I recently finished reading a book by Shawn Achor called The Happiness Advantage, essentially a “greatest hits” of positive psychology. It’s filled with great tips to help generate a positive mindset. Here’s the consistent message of the book: our formula for happiness is backwards. Success doesn’t precede happiness, it follows it. In other words, if you’re able to create and maintain a good frame of mind you’re more likely to produce successful outcomes.
Now this isn’t a self-help/the world is yours/the power of intention kind of thing. It’s a maxim that’s based on clear data rather than wishful thinking. Several studies have utilized priming (an effort to get people to think about certain topics such as happiness) to examine the consequences of good mood on performance tasks. Here’s a selection from the book to get you thinking:
Studies have found that, across the board, in both academic and business settings, these same benefits [of priming positive thoughts] persist throughout our adult lives. For instance, students who were told to think about the happiest day of their lives right before taking a standardized math test outperformed their peers. And people who expressed more positive emotions while negotiating business deals did so more efficiently and successfully than those who were more neutral or negative. The implications of these studies are undeniable: People who put their heads down and wait for work to bring eventual happiness put themselves at a huge disadvantage, while those who capitalize on positivity every chance they get come out ahead.

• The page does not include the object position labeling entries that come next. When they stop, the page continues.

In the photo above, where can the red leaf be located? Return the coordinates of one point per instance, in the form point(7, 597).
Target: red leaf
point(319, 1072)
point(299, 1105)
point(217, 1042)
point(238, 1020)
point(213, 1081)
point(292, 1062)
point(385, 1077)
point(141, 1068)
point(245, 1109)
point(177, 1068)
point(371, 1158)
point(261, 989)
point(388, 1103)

Is it really possible? Can happiness be a choice? Can it lead to more positive outcomes? Yes. There’s much we can do to help ourselves. Achor discussed “Conscious Acts of Kindness” rather than random acts of kindness. Intentionality matters – we can actually plan to implement strategies such as helping one person a day, offering one compliment per day to a co-worker, or ensuring that we start dinner conversation with our loved ones with a recounting of the day’s successes before discussing anything else.
The payoff is obvious. We get to be in a better mood and combat stress, anxiety, and depression. Others in our lives get to enjoy our ‘better selves.’ Moods are contagious. Would you rather project a positive, happy mood or a negative, dour mood? You can choose and you can take action to share the happiness advantage.